BELLE ÉPOQUE MUNDIAL
Un video extraordinario, que debería ponernos a pensar muy seriamente. “Esta ha sido una gran época”, del catalán-español José María Goig Campoy https://www.youtube.com/watch?v=WY2xyNDct8A  Goig tiene 47 años, o sea que es contemporáneo de mis hijos. Una generación condenada por la que lloro y rezo. Una generación más en el ciclo al parecer inmutable de la humanidad: construcción, mantenimiento, destrucción. Yo nací en 1948. Viví las dos primeras partes del ciclo: la construcción por mis padres y su generación trabajadora, el mantenimiento y disfrute por nosotros los baby-boomers consumidores.

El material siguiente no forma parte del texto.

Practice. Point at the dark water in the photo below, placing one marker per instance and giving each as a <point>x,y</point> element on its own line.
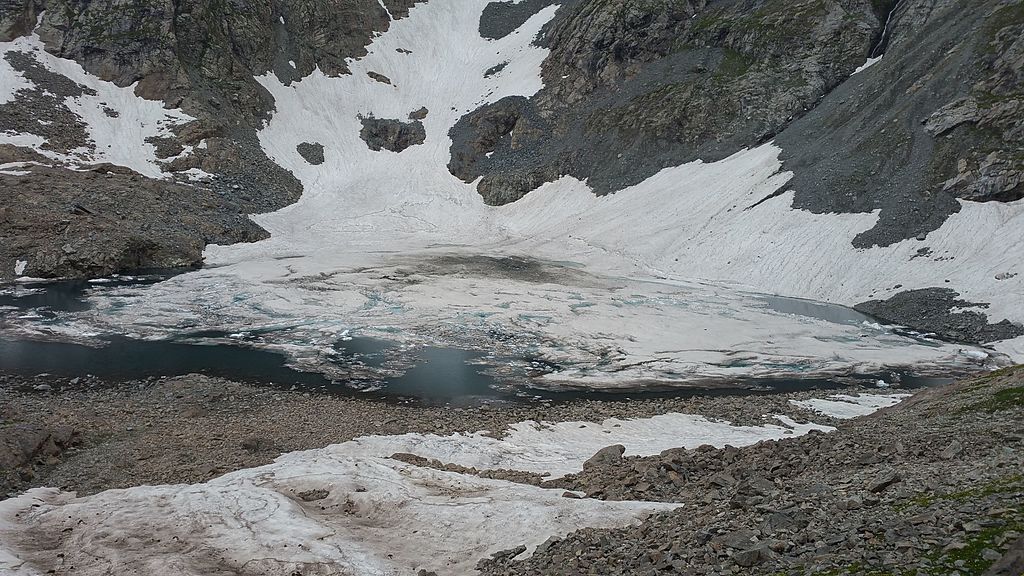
<point>429,375</point>
<point>368,367</point>
<point>821,311</point>
<point>69,295</point>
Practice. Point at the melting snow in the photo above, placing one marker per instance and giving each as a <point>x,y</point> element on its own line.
<point>845,407</point>
<point>373,515</point>
<point>657,282</point>
<point>117,120</point>
<point>868,64</point>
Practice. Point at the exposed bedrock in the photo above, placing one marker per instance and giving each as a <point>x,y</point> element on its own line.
<point>60,222</point>
<point>939,311</point>
<point>199,56</point>
<point>938,119</point>
<point>203,58</point>
<point>395,135</point>
<point>633,88</point>
<point>311,153</point>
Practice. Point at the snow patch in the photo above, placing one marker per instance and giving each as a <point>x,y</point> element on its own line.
<point>11,81</point>
<point>845,407</point>
<point>868,64</point>
<point>118,121</point>
<point>657,283</point>
<point>352,505</point>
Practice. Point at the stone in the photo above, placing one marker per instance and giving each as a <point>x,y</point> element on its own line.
<point>609,455</point>
<point>949,452</point>
<point>750,558</point>
<point>884,480</point>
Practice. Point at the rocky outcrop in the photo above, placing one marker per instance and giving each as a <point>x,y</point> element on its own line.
<point>201,57</point>
<point>929,124</point>
<point>931,486</point>
<point>940,312</point>
<point>633,88</point>
<point>65,222</point>
<point>311,153</point>
<point>395,135</point>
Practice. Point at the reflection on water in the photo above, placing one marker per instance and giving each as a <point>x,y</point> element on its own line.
<point>366,367</point>
<point>429,375</point>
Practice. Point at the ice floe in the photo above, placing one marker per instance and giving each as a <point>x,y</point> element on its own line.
<point>657,283</point>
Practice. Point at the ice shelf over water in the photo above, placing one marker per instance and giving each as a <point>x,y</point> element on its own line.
<point>656,283</point>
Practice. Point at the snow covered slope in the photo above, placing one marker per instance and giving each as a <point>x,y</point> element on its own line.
<point>118,125</point>
<point>658,282</point>
<point>350,508</point>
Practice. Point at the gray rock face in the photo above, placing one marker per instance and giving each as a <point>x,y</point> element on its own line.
<point>109,219</point>
<point>311,153</point>
<point>920,128</point>
<point>201,57</point>
<point>395,135</point>
<point>931,310</point>
<point>633,88</point>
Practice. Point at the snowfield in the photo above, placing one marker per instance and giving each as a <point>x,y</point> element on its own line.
<point>350,508</point>
<point>118,122</point>
<point>659,283</point>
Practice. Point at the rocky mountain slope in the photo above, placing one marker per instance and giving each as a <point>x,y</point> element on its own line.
<point>908,110</point>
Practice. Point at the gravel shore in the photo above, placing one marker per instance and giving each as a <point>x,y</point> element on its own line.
<point>91,436</point>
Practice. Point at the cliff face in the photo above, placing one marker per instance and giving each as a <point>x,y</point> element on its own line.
<point>631,88</point>
<point>200,56</point>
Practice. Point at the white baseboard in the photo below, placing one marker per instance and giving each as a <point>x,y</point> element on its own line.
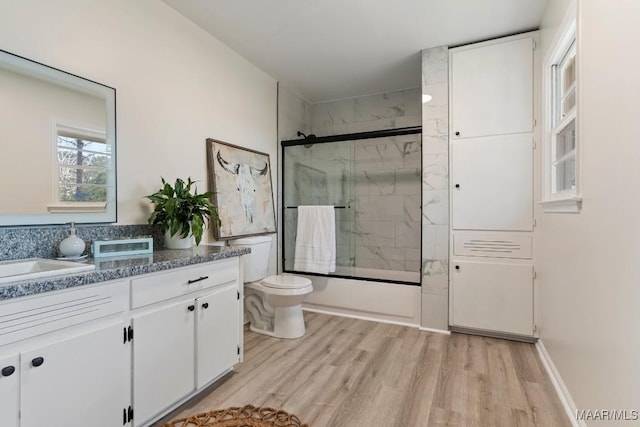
<point>437,331</point>
<point>358,316</point>
<point>561,389</point>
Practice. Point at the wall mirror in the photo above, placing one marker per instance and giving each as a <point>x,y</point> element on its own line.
<point>57,146</point>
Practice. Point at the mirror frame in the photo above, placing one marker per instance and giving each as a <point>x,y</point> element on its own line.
<point>50,74</point>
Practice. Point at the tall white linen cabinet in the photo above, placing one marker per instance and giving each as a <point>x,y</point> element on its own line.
<point>491,119</point>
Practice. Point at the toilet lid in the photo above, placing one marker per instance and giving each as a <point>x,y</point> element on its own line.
<point>286,282</point>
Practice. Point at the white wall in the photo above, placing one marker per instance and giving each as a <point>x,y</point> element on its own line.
<point>176,85</point>
<point>588,262</point>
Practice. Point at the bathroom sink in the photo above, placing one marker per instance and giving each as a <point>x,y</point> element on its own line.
<point>35,268</point>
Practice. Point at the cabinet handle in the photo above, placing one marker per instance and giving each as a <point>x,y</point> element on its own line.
<point>7,371</point>
<point>198,279</point>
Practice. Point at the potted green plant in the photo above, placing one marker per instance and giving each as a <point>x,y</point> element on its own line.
<point>182,213</point>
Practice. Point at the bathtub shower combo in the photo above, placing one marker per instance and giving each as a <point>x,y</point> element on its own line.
<point>373,179</point>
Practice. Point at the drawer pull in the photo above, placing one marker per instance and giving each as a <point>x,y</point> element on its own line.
<point>198,279</point>
<point>7,371</point>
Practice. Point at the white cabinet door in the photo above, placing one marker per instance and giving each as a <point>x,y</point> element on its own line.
<point>75,382</point>
<point>492,296</point>
<point>492,89</point>
<point>217,333</point>
<point>492,183</point>
<point>9,379</point>
<point>163,358</point>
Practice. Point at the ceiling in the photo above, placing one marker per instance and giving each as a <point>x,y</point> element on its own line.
<point>332,49</point>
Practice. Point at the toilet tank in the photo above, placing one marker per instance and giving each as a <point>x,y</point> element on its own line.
<point>257,262</point>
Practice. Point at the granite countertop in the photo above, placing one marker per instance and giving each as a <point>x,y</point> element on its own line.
<point>121,267</point>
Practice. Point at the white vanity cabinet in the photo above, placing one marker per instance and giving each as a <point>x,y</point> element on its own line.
<point>9,386</point>
<point>186,328</point>
<point>65,358</point>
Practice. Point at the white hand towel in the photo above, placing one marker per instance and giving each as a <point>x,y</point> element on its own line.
<point>316,240</point>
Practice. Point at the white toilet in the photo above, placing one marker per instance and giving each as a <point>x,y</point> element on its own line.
<point>273,303</point>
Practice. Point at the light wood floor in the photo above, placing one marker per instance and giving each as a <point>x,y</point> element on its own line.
<point>348,372</point>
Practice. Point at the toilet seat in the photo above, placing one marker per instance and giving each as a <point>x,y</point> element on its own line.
<point>286,282</point>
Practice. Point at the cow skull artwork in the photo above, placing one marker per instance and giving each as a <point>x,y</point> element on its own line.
<point>245,183</point>
<point>240,179</point>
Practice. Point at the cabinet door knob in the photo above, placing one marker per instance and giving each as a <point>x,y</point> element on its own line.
<point>199,279</point>
<point>7,371</point>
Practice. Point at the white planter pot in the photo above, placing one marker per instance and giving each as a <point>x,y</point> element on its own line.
<point>177,242</point>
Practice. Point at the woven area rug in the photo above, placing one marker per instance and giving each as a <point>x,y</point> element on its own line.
<point>246,416</point>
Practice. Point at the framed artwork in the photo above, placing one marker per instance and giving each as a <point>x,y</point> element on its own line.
<point>240,179</point>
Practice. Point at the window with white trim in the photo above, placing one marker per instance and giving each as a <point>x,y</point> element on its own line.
<point>81,162</point>
<point>561,140</point>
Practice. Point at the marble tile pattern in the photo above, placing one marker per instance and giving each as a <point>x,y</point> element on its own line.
<point>121,267</point>
<point>367,113</point>
<point>379,179</point>
<point>294,115</point>
<point>435,187</point>
<point>43,241</point>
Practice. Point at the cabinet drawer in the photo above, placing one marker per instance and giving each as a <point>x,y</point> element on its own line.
<point>41,314</point>
<point>169,284</point>
<point>492,296</point>
<point>492,244</point>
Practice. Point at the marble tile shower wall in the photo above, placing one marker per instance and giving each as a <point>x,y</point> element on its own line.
<point>435,188</point>
<point>386,227</point>
<point>383,230</point>
<point>366,113</point>
<point>42,242</point>
<point>319,174</point>
<point>294,114</point>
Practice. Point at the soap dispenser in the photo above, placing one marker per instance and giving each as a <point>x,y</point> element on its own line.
<point>72,246</point>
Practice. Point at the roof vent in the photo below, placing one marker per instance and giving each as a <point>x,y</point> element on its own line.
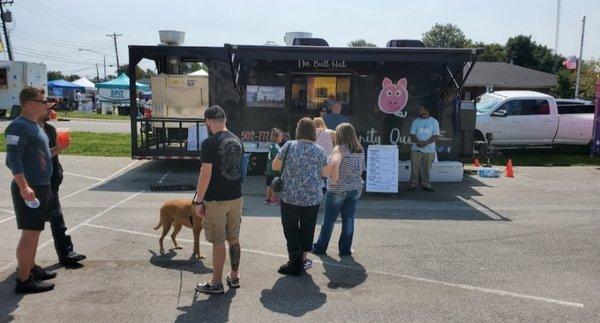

Ahora sigue, por desgracia, la destrucción y la locura. Ya lo estamos viendo. Hasta mis amigos más “optimistas” no pueden dejar de ver este desastre en desarrollo.

A LOMOS DEL ESTADO
Esta generación cree que el Estado (como dios omnipotente venido del cielo) le va a (le tiene que) resolver la vida regalándole cosas a lomos de un caballo blanco vestido de algún colectivismo de derecha como el nazismo o de izquierda como el comunismo. Esta generación (y los remanentes de otras generaciones, como yo, babyboomer temprano) tendremos que sufrir los terribles padecimientos de las decisiones políticas y sociales que hoy se están tomando. Como ha sucedido siempre. Es un vago recordatorio de que hay otra dimensión para las almas, menos triste que este universo dual en que nos arrastramos. Nadie parece captar la advertencia bíblica: éste es un valle de lágrimas. La humanidad quiere crear el cielo en la tierra. Como siempre. Esta generación fracasará también. Como siempre. Con mucho dolor, sudor y sangre. Como siempre.